Description
This Roasted Poblano Soup is a flavorful and mildly spicy Mexican-inspired soup made with roasted poblano peppers, onions, garlic, and rich stock. The soup is thickened with a butter and flour roux, blended smooth for a velvety texture, and garnished with Mexican crema, cilantro stems, and hot sauce to add brightness and depth. Perfect for a warming meal that highlights the smoky, earthy notes of roasted poblanos.
Ingredients
Scale
Main Ingredients
- 4–5 poblano peppers
- 1 onion
- 4 garlic cloves
- 3 tablespoons butter
- 3 tablespoons all purpose flour
- 4 cups stock (chicken or vegetable)
- 2 teaspoons Mexican oregano (optional)
- Pinch of cumin (optional)
- 1/2 teaspoon salt (plus more to taste)
- Freshly ground black pepper
For Garnish (optional)
- Finely chopped cilantro stems
- Mexican Crema (or heavy cream)
- Hot sauce (e.g., Valentina)
- Freshly ground black pepper
Instructions
- Roast the Poblanos: Preheat your oven to 400°F (200°C). Rinse the poblano peppers and place them on a baking tray. Roast them for 25-30 minutes total, flipping them after 15 minutes to ensure even charring. The peppers should be soft and blistered with mostly roasted skins.
- Sauté Onion and Garlic: In a medium saucepan over medium heat, melt 3 tablespoons of butter. Roughly chop the onion and cook it in the butter for 5-7 minutes until softened. Mince the garlic cloves and add them to the pan, sautéing for about 1 minute until fragrant.
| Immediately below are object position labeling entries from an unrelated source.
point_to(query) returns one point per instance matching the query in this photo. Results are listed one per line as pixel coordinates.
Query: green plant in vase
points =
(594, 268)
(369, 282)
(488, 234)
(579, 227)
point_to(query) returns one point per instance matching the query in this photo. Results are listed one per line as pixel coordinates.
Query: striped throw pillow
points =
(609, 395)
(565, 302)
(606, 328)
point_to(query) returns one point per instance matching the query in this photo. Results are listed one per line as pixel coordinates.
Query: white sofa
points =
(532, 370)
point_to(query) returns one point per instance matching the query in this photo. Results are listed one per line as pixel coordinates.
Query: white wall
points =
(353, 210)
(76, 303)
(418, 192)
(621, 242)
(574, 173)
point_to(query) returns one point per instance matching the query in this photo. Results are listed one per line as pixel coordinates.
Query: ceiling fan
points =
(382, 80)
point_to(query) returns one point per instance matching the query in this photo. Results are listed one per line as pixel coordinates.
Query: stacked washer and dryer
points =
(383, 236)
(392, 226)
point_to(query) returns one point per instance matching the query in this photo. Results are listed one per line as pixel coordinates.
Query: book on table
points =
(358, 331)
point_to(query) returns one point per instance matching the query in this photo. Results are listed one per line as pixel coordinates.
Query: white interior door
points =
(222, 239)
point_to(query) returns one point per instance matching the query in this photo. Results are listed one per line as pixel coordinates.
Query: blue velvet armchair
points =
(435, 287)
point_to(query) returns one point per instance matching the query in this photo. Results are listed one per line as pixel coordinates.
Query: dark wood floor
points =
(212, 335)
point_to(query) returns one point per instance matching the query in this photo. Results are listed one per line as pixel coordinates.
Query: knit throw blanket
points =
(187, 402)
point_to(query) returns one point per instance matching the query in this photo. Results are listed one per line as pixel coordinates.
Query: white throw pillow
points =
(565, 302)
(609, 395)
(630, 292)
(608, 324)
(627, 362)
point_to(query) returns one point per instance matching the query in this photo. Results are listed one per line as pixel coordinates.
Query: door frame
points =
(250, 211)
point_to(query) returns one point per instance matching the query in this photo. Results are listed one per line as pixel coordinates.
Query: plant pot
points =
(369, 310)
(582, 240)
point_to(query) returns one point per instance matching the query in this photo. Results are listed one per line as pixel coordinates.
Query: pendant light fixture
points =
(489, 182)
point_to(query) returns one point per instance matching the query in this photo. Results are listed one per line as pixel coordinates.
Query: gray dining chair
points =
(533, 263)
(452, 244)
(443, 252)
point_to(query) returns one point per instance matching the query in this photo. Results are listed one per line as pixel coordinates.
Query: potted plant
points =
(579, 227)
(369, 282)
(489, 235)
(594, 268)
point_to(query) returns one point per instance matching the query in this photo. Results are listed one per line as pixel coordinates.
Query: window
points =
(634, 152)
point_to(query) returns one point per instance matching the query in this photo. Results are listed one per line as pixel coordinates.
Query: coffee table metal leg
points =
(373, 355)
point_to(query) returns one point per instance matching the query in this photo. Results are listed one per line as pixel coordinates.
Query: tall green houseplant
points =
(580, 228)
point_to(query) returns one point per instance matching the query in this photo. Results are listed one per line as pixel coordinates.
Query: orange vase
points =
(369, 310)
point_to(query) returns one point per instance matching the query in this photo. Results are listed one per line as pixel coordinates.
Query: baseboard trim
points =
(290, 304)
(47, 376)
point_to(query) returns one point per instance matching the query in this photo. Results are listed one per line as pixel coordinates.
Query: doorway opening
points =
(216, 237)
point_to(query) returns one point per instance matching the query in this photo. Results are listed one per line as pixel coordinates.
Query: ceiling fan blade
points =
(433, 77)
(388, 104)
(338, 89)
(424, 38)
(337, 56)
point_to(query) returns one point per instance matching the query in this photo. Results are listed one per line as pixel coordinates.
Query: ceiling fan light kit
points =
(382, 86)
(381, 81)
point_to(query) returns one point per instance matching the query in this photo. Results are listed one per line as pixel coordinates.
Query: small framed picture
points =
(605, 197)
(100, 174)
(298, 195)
- Make the Roux and Add Stock: Sprinkle 3 tablespoons of all-purpose flour into the onion and garlic mixture and stir well to combine, cooking out the raw flour taste for 1-2 minutes. Gradually add 4 cups of stock while stirring to avoid lumps. Add 2 teaspoons Mexican oregano and a pinch of cumin if using. Season with 1/2 teaspoon salt and freshly ground black pepper. Bring to a simmer and cook for 7-8 minutes to thicken slightly.
- Prepare the Poblanos: Allow the roasted poblanos to cool a bit, then peel off as much skin as you can (some skin left is fine). Remove stems and seeds, then roughly chop the pepper flesh. Add the chopped poblanos to the saucepan.
- Blend the Soup: Heat the soup on the stove until everything is warm and uniform in temperature. Carefully transfer the soup in batches to a blender—cover the lid with a paper towel to prevent hot splashes and blend until smooth and creamy.
- Simmer and Season: Return the blended soup to the saucepan and simmer gently for another 5-10 minutes. Taste and adjust salt as needed, bearing in mind different stocks have varying sodium levels.
- Serve and Garnish: Ladle the soup into bowls and garnish with Mexican crema, finely chopped cilantro stems, freshly ground black pepper, and a few dashes of hot sauce like Valentina. Additional acidity options include lemon or lime juice, or vinegar, depending on your preference.
- Store Leftovers: Refrigerate any leftover soup in an airtight container for up to 3-4 days.
Notes
- This soup is moderately spicy due to the roasted poblanos. For a milder version, roast all poblanos but use only half to two-thirds in the soup initially; you can add more after blending to adjust heat level.
- Using homemade chicken stock is ideal; store-bought stock often contains more sodium, so adjust the salt accordingly.
- Mexican Crema is best used as a garnish rather than mixed into the soup for optimal flavor and texture.
- Hot sauce adds a pleasant acidity and brightness—Valentina is recommended, but lemon/lime juice or vinegar are excellent alternatives.